Economic Data in 1946

Scott Sumner writes,

One commenter pointed out that RGDP fell by over 12% between 1945 and 1946, and that lots of women left the labor force after WWII. So does a shrinking labor force explain the disconnect between unemployment and GDP? As far as I can tell it does not, which surprised even me. But the data is patchy, so please offer suggestions as to how I could do better.

You could do better by taking the RGDP figure with a tablespoon of salt. The way that the Commerce Department adjusts nominal GDP for price changes is pretty unreliable for that period. Part of the reason is that there was so much shifting between public sector output (who knows how much of that is “real” vs. nominal?) and private sector output, and part of the reason is that as you move away from the base year (either many years ahead or many years behind) the adjustment process gets screwy. 1946 is now many, many years away from the base year that is used to calculate real GDP. I think that if you can find old publications from the Commerce Department, you will see very different patterns of real GDP for 1946, resulting from shifts in the base year from 1958 to 1975 to ….

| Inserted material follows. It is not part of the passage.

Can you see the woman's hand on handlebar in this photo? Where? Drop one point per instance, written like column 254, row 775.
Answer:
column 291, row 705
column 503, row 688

I think that for 1946 you are safer sticking to nominal GDP numbers.

By the way, here is a piece I wrote on that period.

4 thoughts on “Economic Data in 1946

  1. As a first guess, would a PSST theory also predict significant disruption and delay in establishing a healthy ‘new normal’ from such a substantial and rapid transformation in the overall economy as accompanied the huge changes from the post-war demobilization? Would we expect the same thing to happen today?

  2. Why is 1946 so bad in particular for measurement in comparison to 1945 or 1947, besides the public/private shift?

  3. Someone once mentioned on Econtalk that CPI figures during WWII were suspect. The reason is that we had price controls in place, so you could see a price of $X on an item that was out of stock virtually everywhere, i.e. the true market price was much higher. I’ve always wondered if anyone quantified this effect.

  4. You also had massive price changes after war-time price controls were lifted with the CPI and PPI rising about 20% in the year after controls were lifted.and the rate of inflation did not slow to small single digit rates until 1948.

    This gives you an idea of how much inflation was suppressed late in the war.